Ca commence comme un voyage de jeunesse, avec une bonne bande de copains, retrouvée un soir d’août sur le port du Pirée. Ca commence comme un voyage qui devait être organisé un minimum. Et ça donne un voyage qui doit débuter en bateau, mais un bateau qui n’est pas sur le bon quai, et le bon quai qui pourrait en fait être un kilomètre plus loin que le point de rendez-vous. Dix-sept minutes à la montre pour le rejoindre, quinze kilos de bagages au dos ou à la main avec lesquels courir, la peur que tout soit loupé, que le copain-qui-rêve ne puisse plus inviter plus la bonne bande dans sa maison cythéroise. Et puis le sort qui vient à la rescousse quelques centaines de mètres éreintants plus loin, et laisse se découvrir, entre le bateau pour la Crète et celui pour les Cyclades, le Koronaros, qui embarque pour Cythère. Un soupir collectif soulagé, les amarres larguées, et la route qui s’actionne à mesure que s’éloignent Le Pirée, Athènes et leur chape de pollution brunâtre, qui participerait presque, au soleil couchant, d’un certain charme.

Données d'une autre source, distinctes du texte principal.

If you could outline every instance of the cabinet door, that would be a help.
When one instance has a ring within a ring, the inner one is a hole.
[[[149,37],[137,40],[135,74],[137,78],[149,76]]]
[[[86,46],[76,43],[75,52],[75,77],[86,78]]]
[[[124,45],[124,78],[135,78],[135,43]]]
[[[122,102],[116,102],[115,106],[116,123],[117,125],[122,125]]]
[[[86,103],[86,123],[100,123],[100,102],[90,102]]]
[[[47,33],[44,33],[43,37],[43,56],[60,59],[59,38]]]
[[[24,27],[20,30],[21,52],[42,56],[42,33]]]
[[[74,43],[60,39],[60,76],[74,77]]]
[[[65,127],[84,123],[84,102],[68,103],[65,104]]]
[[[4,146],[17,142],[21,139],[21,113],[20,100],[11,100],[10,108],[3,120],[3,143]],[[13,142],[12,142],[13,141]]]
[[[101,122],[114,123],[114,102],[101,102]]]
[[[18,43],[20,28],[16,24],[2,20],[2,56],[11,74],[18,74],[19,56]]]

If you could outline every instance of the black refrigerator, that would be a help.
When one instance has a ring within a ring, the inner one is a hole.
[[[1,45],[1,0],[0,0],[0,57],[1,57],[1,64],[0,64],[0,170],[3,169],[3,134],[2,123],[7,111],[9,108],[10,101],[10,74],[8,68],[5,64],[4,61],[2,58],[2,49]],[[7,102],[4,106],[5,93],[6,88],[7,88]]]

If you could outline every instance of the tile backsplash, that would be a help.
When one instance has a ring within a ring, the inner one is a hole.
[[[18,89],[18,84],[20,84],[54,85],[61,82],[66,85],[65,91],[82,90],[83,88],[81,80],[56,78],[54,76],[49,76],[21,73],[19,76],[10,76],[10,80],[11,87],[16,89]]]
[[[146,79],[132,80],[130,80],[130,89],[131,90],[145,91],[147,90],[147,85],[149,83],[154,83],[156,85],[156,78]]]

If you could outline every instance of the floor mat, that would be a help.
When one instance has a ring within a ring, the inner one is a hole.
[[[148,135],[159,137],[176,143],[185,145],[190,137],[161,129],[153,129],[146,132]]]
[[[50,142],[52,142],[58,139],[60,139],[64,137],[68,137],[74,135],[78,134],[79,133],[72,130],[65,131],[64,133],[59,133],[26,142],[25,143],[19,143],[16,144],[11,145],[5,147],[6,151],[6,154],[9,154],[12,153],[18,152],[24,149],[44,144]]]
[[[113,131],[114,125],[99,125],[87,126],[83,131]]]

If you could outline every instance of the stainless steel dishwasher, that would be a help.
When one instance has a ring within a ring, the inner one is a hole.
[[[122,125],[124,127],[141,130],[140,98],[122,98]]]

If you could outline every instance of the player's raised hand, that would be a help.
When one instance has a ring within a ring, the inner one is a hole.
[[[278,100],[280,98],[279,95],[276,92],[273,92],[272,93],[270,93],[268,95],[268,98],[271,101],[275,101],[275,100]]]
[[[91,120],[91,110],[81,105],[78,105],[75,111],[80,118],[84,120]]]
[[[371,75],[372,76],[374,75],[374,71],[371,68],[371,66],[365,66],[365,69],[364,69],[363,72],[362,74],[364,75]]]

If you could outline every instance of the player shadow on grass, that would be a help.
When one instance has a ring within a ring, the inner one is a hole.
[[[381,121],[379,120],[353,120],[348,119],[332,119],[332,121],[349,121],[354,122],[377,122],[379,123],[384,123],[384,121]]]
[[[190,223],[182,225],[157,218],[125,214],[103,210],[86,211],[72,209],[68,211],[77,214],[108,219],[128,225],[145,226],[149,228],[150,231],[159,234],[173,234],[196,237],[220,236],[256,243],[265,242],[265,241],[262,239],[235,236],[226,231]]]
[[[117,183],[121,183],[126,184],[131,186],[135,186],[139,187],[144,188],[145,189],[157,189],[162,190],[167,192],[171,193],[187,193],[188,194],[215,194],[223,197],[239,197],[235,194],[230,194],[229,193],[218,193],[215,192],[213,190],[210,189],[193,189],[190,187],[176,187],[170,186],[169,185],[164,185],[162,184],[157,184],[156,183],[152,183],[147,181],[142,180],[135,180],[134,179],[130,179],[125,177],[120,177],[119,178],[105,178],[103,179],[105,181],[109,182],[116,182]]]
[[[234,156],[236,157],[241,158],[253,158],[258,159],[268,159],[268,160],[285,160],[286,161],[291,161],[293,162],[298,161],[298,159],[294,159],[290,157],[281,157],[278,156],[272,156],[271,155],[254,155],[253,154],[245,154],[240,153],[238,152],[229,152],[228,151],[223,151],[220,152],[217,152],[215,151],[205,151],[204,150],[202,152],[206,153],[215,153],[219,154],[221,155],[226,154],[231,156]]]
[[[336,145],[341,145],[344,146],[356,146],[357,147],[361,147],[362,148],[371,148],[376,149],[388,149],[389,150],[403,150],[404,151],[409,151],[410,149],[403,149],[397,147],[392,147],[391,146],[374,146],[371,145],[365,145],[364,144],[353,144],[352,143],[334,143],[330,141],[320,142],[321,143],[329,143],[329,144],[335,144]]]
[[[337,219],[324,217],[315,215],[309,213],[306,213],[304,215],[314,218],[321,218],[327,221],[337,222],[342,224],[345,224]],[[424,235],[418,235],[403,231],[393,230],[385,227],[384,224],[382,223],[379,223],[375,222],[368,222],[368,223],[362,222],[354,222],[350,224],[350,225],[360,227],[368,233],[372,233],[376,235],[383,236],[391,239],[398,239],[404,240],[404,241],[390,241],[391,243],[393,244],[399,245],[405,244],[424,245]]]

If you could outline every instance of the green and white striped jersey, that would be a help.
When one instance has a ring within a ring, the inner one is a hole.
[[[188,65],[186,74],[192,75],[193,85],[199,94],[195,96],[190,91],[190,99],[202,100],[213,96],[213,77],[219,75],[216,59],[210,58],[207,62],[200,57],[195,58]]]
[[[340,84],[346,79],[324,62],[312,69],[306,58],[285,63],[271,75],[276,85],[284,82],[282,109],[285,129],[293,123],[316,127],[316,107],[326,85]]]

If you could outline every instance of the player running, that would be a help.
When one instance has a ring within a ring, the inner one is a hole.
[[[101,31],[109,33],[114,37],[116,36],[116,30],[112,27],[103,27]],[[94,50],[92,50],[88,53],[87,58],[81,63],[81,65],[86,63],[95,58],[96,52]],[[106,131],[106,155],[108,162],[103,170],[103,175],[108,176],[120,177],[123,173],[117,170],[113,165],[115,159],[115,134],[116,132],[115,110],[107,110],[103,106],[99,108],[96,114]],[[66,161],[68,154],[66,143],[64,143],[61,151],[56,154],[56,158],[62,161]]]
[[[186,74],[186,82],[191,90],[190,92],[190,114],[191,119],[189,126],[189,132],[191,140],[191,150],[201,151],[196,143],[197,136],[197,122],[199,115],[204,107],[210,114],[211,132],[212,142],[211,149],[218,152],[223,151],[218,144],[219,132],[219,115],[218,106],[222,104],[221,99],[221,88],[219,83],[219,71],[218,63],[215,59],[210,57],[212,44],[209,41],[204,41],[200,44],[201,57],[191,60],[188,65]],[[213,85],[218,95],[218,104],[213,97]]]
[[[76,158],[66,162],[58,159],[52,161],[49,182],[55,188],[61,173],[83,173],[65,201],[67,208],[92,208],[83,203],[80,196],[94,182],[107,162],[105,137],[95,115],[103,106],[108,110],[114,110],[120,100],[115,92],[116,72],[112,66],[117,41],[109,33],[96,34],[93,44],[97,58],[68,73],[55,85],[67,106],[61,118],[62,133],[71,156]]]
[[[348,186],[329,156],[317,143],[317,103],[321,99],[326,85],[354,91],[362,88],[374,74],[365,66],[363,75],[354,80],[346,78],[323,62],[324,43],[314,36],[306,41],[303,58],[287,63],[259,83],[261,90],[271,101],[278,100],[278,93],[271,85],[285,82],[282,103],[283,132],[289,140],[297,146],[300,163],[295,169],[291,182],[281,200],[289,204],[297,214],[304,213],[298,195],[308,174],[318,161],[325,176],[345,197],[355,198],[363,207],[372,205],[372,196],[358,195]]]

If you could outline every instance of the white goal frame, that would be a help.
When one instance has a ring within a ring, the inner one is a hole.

Ce n’est pas la première fois que le copain-qui-rêve m’invite dans sa grande de maison jaune et bleue d’Aroniadika, minuscule village au nord de l’île. Pourtant l’envie de revivre Cythère est intacte. Passé un poème de Baudelaire et un tableau de Watteau, Cythère n’évoque rien à personne. Expliquer que ça sera la première étape de mon voyage d’été, avant la Crète, la Cappadoce puis Istanbul, m’a demandé à chaque fois quelques précisions géographiques, « une île entre le Péloponnèse et la Crète ». Et a toujours appellé la même réponse à la question que s’en suit : non, il n’y a pas forcément grand chose « à voir » à Cythère, pas de ruines d’importance, pas d’anciens champs de batailles qui auraient changé l’histoire de la Grèce antique, pas d’étape mythologique conséquente sinon qu’Aphrodite y serait née, point que lui dispute Chypre (une querelle qui risque de durer, cela va de soi). Mais j’aime cette île, qui bien qu’elle soit l’une des plus grande de la mer Egée, est un secret bien gardé. Son charme est sa simplicité, celle d’un bout de Grèce où je retrouve tout ce que j’aime de ce pays.

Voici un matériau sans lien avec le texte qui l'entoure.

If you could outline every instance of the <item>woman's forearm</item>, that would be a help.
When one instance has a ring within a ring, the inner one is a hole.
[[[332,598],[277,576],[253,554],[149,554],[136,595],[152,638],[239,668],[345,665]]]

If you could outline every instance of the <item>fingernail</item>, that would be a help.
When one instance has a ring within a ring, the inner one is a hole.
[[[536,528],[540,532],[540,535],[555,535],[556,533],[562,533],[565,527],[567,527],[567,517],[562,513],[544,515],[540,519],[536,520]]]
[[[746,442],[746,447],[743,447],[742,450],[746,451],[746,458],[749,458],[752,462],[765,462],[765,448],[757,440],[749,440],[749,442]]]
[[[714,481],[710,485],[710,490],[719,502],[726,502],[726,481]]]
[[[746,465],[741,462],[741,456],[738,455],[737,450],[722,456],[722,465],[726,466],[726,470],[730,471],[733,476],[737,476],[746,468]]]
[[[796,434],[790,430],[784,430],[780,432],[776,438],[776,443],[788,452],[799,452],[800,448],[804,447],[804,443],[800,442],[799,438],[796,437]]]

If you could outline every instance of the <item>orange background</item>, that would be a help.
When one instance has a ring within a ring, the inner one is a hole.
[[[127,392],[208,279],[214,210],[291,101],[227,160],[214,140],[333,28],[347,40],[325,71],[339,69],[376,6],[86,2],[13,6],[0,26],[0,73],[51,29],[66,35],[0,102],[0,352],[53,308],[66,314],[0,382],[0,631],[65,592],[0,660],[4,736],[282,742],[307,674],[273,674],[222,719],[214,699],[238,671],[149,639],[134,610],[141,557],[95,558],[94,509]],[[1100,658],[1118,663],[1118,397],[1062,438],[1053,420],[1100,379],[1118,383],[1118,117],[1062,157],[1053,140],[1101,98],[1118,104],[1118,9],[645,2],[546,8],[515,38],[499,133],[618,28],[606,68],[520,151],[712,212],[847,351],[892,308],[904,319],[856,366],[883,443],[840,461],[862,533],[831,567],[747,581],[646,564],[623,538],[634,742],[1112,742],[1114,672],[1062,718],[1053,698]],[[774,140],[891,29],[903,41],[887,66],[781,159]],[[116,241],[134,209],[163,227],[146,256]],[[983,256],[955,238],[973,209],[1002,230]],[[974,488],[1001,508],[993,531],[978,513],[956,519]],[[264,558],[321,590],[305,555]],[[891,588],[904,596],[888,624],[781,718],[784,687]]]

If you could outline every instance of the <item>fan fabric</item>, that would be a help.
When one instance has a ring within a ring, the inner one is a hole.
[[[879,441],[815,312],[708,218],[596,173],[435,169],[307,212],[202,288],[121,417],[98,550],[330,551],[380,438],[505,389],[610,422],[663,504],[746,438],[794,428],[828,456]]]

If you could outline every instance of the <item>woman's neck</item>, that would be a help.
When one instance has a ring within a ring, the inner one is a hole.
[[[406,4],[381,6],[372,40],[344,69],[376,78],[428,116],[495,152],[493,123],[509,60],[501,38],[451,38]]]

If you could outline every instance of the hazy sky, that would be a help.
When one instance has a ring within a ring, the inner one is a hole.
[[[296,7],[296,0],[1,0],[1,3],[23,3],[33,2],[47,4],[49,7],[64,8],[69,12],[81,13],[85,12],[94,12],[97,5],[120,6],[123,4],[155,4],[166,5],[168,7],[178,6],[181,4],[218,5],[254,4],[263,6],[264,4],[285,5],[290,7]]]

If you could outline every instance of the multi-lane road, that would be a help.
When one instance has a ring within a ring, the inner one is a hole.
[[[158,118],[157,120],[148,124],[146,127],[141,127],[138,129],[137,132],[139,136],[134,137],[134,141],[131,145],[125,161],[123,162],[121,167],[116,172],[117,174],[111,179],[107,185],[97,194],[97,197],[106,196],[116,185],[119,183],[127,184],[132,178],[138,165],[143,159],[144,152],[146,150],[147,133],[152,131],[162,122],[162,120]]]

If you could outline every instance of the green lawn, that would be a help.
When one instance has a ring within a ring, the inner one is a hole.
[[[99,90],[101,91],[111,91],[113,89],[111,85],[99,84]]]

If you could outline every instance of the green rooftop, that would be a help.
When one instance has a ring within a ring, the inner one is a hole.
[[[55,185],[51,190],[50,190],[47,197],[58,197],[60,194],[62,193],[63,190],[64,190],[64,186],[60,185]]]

Cythère, c’est la Grèce de chaque jour : les vieux du village de Chora qui passent l’après-midi au café, alternant, komboloï à la main, les Peter Stuyvesant et les parties de tavli (ce qu’on appelle baggamon en France , pendant que les vieilles restent invisibles. Semées sur toute l’île, les maisons inachevées, pour éviter à leurs propriétaires de payer des impôts. Sur les routes qui les bordent, déboulent les scooters sans casque et les voitures allemandes ou japonaises à toute berzingue, leurs conducteurs se croyant peut-être protégés par la croix orthodoxe inévitablement pendue à leur rétroviseur. Cythère est aussi toute la Grèce à table, le café frappé du matin ou un tzatziki sur le pouce, à l’ombre des pins, pendant que les cigales hurlent leur concert assourdissant. C’est un dimanche matin au marché de Potamos, où le voyageur occidental se rappellera la vraie couleur des fruits et des légumes, et surtout leur vrai goût. Puis une soirée de mezzés, en écoutant le cardiologue de l’île, évidemment fumeur invétéré, reprendre des succès de rebetiko avec son groupe.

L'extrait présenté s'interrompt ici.